Anyway, as we said we’re making a tool for technically-minded people, and should give them power to actually do stuff. And since we’re talking about websites built ahead-of-time, the risks of logic in templates don’t apply as much.

Another consequence of restricted templates is that SSG documentation will then tell you to work in a third place: not in content, not in templates, but in “config code”. This is a problem because A) it’s probably one place too many and B) it’s often unclear at what time this config code is running or how often: once for every page generation or template run, or just once at the start of a build?

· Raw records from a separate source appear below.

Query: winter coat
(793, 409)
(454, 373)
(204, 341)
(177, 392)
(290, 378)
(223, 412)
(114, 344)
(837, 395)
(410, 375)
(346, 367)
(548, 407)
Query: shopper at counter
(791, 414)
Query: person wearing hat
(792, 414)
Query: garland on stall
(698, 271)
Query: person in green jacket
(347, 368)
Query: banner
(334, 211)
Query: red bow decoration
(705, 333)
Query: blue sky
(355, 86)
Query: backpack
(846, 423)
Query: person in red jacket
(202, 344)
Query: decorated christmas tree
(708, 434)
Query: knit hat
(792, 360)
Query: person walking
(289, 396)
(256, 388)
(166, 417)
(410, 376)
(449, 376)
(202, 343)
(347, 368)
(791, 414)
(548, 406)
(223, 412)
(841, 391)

So, do more work in templates. We’re making somewhat simple websites here, it’s going to be okay. It’s cool if you can refactor your code to avoid duplication or separate concerns or whatever, but this shouldn’t be a requirement; users will only jump through hoops if they’re working on a big enough project to justify it.

4. A full content API

There should be a full content traversal API, which could be modelled after Kirby’s API (itself inspired by jQuery). Other sources of inspiration:

One concern with offering a full content API in templates is that if you run a template for a thousand pages, and do the same work (including querying the filesystem) every time, you’re going to have performance issues. I have a few possible optimizations in mind (fragmenting content queries and memoization), but I’ll admit that as a UI developer this is not my forte.

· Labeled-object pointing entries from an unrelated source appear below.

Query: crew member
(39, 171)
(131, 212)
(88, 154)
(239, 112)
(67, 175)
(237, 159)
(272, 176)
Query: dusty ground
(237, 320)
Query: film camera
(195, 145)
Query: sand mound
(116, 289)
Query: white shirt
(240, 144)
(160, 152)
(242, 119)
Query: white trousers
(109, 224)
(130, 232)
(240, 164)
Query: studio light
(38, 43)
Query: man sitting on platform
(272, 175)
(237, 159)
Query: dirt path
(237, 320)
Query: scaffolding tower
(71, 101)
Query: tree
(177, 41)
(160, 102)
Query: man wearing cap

On top of traversing and retrieving content, templates should be able to transform formats (Markdown to HTML, parsing JSON and maybe YAML) and process images.

5. Markdown plus front-matter is too limiting

Originating in simple blog engines, static site generators treat pages as a single content chunk (often in Markdown) with some metadata sprinkled on top. If you need several long chunks of content (say, a product short description, long description, technical specs, and a list of vendors), you’re out of luck.

Theoretically, you can put any kind of text content in YAML “front-matter”, but editing that content without breaking the YAML syntax is a pain.

One workaround is using separate files in the same folder or in subfolder, than use the content API to retrieve them. Each such “resource” can have a body and metadata.

Kirby does things a bit differently (though it’s always possible to use a page’s files or child pages too), using a custom format with arbitrary fields:

Title: My Title
----
Date: 2018-12-25
----
Desc: Short description for list views and SEO.
----
Body:
## A field contains arbitrary text
So we can use a field value and parse it as Markdown or whatever.
…
----
Notes: …
----
References: …

Other sources of inspiration:

I’m not sure what would be the “best” solution, but it should be possible to unlock more power without completely breaking with convention.

6. No theming system

A theming infrastructure imposes a lot of technical restrictions and indirection, such as template lookup orders (see: Hugo), having to specify a handful of default template names (Hugo, again), and having to specify strange content conventions for mapping content to those default template names (still Hugo). Frankly, if a user really wants a template inheritance and theme inheritance mechanism, they’ll probably bite the bullet and work with WordPress or Drupal.

In the lightweight CMS world, having a theming system is the main reason why Grav is less straightforward than Kirby (which inspired it): themes and plugins rely on metadata in pages, so you have to put detailed config-as-metadata in every page to enable and configure theme and plugin features, which often feels like randomly pressing buttons and hoping to get a result.